Ok, this must be a mistake, I definitely remember putting them on the stairs outside the temple next to the bike because I didn’t want to offend the locals by bringing them to the temple premises. My brain must be foggy because there are no shoes to be found. Must have brought them in, and forgotten all about it. Nope, no shoes where I slept either. Now, I start to panic. You see, I bikepack in flat pedals because it means I can use just one pair of shoes for my entire trip and now I don’t have them. This is a disaster!
Here I am sitting on the steps of the temple at 5:30 in the morning, wondering how I’m going to manage without my shoes. I have 200 km to complete today and I was counting on an early start. This is just day 1 of my trip and already things are unravelling. By 6 am I’m seething with anger and the temple springs to life with locals trudging in. My situation is a matter of concern for the entire early temple visitors. 3 people join me in my search for the elusive shoes. The town chowkidar is summoned, and he tells me he has seen the crazy guy near the gushing river. We follow him to the crazy guy who is laughing maniacally while pointing to me and then to the river. I’ve decked people for less and this is as close as it gets. Overwhelmed by rage I grab him by the neck but better sense prevails and I realise what I’m doing hery - trying to deck a crazy guy who has no idea of what he did.
Apparently one of my shoes is sleeping with the fishes in Chenab like Luca Brasi. The other shoe is on the river bank. But that’s hardly a consolation.

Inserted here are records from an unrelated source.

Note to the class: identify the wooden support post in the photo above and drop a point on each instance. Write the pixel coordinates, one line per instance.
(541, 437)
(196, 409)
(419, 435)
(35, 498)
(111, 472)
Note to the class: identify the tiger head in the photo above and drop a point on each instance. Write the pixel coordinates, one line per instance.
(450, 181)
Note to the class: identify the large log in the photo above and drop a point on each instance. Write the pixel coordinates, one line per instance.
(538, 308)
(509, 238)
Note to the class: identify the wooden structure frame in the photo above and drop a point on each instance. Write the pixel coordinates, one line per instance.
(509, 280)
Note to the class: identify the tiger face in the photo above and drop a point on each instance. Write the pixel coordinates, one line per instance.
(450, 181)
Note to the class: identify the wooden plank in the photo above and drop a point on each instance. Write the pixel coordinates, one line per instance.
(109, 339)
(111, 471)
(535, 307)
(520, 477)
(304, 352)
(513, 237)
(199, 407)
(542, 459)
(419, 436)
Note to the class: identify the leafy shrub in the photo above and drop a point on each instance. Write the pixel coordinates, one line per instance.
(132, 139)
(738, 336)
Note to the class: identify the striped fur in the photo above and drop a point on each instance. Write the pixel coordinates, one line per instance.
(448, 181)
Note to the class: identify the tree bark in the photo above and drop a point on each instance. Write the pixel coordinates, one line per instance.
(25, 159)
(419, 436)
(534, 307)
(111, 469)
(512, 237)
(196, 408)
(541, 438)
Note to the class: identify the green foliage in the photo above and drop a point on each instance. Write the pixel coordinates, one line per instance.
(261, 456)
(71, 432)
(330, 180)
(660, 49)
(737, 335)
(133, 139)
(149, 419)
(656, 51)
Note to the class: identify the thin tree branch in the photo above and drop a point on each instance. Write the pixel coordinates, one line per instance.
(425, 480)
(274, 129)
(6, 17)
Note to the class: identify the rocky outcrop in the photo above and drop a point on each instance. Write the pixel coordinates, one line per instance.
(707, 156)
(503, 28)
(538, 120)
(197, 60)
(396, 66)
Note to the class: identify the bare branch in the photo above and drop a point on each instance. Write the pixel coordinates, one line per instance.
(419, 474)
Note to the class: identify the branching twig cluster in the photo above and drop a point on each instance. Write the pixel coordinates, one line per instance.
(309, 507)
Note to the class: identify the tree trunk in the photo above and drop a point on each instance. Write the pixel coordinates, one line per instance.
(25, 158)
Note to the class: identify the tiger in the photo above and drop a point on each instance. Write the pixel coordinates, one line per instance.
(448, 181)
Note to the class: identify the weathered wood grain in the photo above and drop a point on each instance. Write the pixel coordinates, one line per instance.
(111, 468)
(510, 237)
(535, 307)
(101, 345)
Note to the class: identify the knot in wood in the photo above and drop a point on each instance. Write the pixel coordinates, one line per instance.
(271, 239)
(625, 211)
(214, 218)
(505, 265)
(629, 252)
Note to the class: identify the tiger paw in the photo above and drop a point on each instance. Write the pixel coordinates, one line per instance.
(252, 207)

Im not pedalling anywhere in one shoe.
Thankfully the townspeople are commiserating. I’m told that there is a local shop that sells shoes, but it will only open at 10am when the owner comes in from a nearby village. Menawhile nothing much to do but wait in the temple. The news of my missing shoes spreading like wildfire through the town. One of the townspeople has the showp owner’s number. He explains my situation to the old gentleman over the phone. The poor guy decides to rush in at 9 am to open his shop to help out a visiting cyclist with just one shoe.
At exactly 0915 I walk out of the shop in a pair of spanking new Lakhani sports shoes, only to be welcomed by half the town who are anxious to see how the shoe story ends. Meanwhile, I’m just happy my trip can continue albeit a bit late.
So what’s the moral here? Bikepacking trips don’t always go according to plan irrespective of the amount of research you’ve pored in. There’s always a crazy guy/weather/unknown variable waiting to throw a spanner in the works. Sometimes, you just have to stop fighting the current and let the flow drag you in its wake, just like my shoe in the mighty Chenab river. This is one of the things that bikepacking in the Himalayas has taught me.